Coke bottle styling is any automotive body styling that bears an overall body shape resembling the classic glass Coca-Cola soft drink's contour bottle design when viewed in profile. It is a style of automobile bodies with outward curving fenders with a narrow center. In contrast to "straight-edge" designs, automobiles such as the sixth generation AMC Ambassador featured "swoopy lines ... in the 'Coke bottle' mode."

The design was used in airplanes as a way of greatly reducing the sharp drag rise that occurs at transonic speeds; its utilization often results in a pinch-waisted fuselage shape that National Advisory Committee for Aeronautics (NACA) labeled the design principle 'area rule,' and variously identified as coke bottle, wasp waist, or Marilyn Monroe shape.

As tailfins were influenced by jet aircraft of the 1950s, stylists were inspired by supersonic planes. Automotive designers incorporated the "wasp waist" body shape among numerous passenger cars, as they found that the previous "ponton" appearance seemed dated. Cars with this style treatment earned this term "by having more rounded body panels with arcs over the wheelwells, making them resemble bottles of Coca-Cola laid on their sides." Aircraft such as the F-102 were designed with narrow waists and bulging forward and rear fuselages to conform to the area rule to achieve supersonic speeds.

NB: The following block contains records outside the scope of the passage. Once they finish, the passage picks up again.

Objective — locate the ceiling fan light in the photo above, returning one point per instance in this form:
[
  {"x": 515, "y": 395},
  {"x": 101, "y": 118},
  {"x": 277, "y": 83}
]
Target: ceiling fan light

Studebaker introduced the Raymond Loewy-designed Avanti with pronounced Coke-bottle look in 1962. The 1962 Pontiac full-size models also "had a subtle horizontal crease about half way down [the bodyside] and a slight wasp-waist constriction at the doors which swelled out again in the rear quarters" One of the cleanest examples of the “Coke bottle” styling was the 1963 Buick Riviera. Chevrolet first tried the coke bottle look on Bill Mitchell's 1963 Corvette Sting Ray as a styling theme since the area rule does not apply at road speeds.